Local variables in classes and class instantiation

Matt Nordhoff mnordhoff at mattnordhoff.com
Sun Dec 23 05:49:49 EST 2007


A.J. Bonnema wrote:
> Hi all,
> 
> I just started using Python. I used to do some Java programming, so I am 
> not completely blank.
> 
> I have a small question about how classes get instantiated within other 
> classes. I have added the source of a test program to the bottom of this 
> mail, that contains 3 methods within a testclass that each instantiate 
> the same class and bind it to a local variable. My understanding was, 
> that the local variable gets garbage collected as soon as the method 
> goes out of scope.
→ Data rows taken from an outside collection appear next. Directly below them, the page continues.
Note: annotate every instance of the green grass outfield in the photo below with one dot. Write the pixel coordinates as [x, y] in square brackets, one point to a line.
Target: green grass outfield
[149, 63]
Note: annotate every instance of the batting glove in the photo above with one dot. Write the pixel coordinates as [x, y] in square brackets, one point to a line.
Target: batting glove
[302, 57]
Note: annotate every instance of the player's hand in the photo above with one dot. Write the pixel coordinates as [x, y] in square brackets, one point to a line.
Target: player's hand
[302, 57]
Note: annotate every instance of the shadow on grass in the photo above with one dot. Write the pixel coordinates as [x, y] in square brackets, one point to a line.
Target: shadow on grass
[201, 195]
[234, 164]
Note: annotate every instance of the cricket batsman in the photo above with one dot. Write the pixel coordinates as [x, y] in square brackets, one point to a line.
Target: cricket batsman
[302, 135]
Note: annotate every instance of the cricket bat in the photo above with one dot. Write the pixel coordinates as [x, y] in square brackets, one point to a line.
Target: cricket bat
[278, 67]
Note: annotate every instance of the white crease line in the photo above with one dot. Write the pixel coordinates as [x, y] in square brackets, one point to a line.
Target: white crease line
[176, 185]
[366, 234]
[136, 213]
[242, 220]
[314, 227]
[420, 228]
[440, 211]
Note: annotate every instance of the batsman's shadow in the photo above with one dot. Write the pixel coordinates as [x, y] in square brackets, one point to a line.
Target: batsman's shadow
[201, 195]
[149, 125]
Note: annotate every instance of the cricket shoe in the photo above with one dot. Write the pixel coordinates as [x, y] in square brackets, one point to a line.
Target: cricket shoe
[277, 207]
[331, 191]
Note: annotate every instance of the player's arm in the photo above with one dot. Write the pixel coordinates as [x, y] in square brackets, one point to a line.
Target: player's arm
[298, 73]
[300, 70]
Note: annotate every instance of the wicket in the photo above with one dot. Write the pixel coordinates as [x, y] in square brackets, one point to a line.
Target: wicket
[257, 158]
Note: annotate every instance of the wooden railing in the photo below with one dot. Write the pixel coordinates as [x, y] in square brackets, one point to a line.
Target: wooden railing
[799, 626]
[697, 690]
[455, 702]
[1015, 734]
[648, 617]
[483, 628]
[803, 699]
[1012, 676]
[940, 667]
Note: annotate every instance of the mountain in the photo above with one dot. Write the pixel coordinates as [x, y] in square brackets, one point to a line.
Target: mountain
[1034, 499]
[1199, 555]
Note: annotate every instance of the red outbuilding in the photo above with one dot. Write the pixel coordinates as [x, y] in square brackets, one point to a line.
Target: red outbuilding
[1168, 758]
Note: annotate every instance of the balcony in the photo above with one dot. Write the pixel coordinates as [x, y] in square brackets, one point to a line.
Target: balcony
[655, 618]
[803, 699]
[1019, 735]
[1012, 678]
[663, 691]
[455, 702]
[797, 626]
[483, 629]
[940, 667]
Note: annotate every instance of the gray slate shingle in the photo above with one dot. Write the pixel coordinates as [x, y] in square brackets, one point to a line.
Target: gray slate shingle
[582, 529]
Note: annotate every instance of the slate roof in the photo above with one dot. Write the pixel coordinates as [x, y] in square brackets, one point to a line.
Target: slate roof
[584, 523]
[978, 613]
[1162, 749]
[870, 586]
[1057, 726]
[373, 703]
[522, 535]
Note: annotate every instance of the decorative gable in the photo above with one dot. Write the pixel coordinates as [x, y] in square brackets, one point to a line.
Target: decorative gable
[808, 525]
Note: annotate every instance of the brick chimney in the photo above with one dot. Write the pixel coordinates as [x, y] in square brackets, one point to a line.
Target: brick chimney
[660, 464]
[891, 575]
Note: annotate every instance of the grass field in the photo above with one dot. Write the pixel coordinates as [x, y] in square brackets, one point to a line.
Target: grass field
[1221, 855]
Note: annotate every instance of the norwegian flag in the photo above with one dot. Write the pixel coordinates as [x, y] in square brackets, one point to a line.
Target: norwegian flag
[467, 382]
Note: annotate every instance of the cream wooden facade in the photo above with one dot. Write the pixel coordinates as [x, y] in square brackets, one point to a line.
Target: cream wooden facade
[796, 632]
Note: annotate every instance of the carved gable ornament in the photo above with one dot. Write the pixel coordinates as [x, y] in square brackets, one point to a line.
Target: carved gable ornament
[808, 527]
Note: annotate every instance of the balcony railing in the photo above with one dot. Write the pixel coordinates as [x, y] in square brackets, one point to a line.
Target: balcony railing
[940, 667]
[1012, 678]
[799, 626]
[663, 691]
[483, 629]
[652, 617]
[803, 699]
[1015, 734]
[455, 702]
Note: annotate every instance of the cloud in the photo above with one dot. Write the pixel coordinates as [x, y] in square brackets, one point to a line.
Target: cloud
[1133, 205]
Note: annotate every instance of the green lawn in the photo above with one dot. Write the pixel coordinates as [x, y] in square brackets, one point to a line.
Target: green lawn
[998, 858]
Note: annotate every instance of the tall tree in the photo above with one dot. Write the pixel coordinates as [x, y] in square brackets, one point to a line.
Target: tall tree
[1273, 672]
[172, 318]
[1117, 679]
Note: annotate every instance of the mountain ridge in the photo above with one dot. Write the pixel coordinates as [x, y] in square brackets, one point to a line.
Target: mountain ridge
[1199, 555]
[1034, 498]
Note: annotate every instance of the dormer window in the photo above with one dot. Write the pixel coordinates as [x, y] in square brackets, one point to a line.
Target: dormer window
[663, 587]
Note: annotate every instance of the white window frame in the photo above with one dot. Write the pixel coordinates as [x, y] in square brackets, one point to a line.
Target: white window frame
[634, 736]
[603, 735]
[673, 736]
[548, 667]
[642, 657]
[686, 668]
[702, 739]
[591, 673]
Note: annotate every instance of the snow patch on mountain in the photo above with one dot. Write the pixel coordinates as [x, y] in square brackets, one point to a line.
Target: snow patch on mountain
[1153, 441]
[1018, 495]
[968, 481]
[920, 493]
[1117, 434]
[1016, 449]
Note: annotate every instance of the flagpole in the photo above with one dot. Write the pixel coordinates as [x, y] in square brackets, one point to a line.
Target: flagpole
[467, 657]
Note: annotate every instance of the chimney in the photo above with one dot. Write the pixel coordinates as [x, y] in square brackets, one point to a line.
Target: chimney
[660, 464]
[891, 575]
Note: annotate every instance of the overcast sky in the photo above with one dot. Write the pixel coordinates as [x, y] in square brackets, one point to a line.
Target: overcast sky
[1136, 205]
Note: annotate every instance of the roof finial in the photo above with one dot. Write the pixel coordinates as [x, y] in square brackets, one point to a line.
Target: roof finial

Thus I would expect the local variable 'cpu' in these 
> methods to be independant and create different instances of the class CPU.
> 
> Still, when I execute all three methods, I get two instances that are 
> equal and the third is different.
> Is there some circomstance that makes two object creations result in the 
> same object?
> 
> ============================================================= output
> Output from the (test)program is:
> cpu class = <cpu.CPU instance at 0x8244eec>
> .cpu class = <cpu.CPU instance at 0x8244eec>
> .cpu class = <cpu.CPU instance at 0x8244f0c>
> .
> ----------------------------------------------------------------------
> Ran 3 tests in 0.001s
> 
> OK
> =============================================================== source
> The source of the test program is:
> 
> <snip>

What if the second object is separate, but just gets allocated at the
same location as the first one?

Try printing some unique attribute of each object, like the one that
stores the "cpuXX" argument that gets passed in.